L'implication de tous a permis d'ouvrir les stations dans les délais permettant ainsi à l'économie locale de retrouver un fonctionnement quasi normal.
QUI FAIT QUOI
Il me semble important de bien rappeler qui fait quoi :
- Le Syndicat mixte est chargé des investissements importants dans l'ensemble de nos stations,
- -La régie quant à elle, est en charge d'exploiter l'ensemble des équipements afférents aux remontées mécaniques.
LES PRINCIPAUX INVESTISSEMENTS
De 2004 à 2008, il s'est agi d'investir plus de 20,5 millions d'euros HT dans nos stations, au travers de la réalisation de 2 télésièges pour 10,2 millions d'euros (Abriés et Ceillac), 3 installations de neige de culture pour 9,8 millions d'euros (Ceillac, Abriés, Aiguilles, Molines/Saint-Véran), des travaux de pistes pour 0,5 million d'euros (Abriés, Ceillac, Arvieux).
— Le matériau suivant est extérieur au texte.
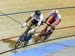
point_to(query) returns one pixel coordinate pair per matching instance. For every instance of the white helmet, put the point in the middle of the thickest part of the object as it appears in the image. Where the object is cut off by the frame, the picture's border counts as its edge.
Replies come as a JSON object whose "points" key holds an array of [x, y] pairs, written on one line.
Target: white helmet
{"points": [[55, 11]]}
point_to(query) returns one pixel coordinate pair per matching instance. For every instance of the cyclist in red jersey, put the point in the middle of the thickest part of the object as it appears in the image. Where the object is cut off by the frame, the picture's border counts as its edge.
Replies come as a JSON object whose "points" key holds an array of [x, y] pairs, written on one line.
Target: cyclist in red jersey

En 2009, le Syndicat mixte a achevé la réalisation de l'installation de neige de culture sur Molines / Saint-Véran avec de nombreuses difficultés techniques et administratives notamment sur la réserve collinaire. Je vous rappelle que cette réserve collinaire fut l'aboutissement du plus de 10 ans d'études, de négociations avec les administrations. Plusieurs sites d'implantations ont été étudiés et ils ont tous été refusés par l'administration d'Etat à l'exception du site retenu. Il est regrettable que nous n'ayons pas pu réaliser une réserve collinaire plus grande et située plus en amont en altitude. Quoiqu'il en soit, l'installation de neige de culture est opérationnelle et permet de mieux sécuriser ce domaine.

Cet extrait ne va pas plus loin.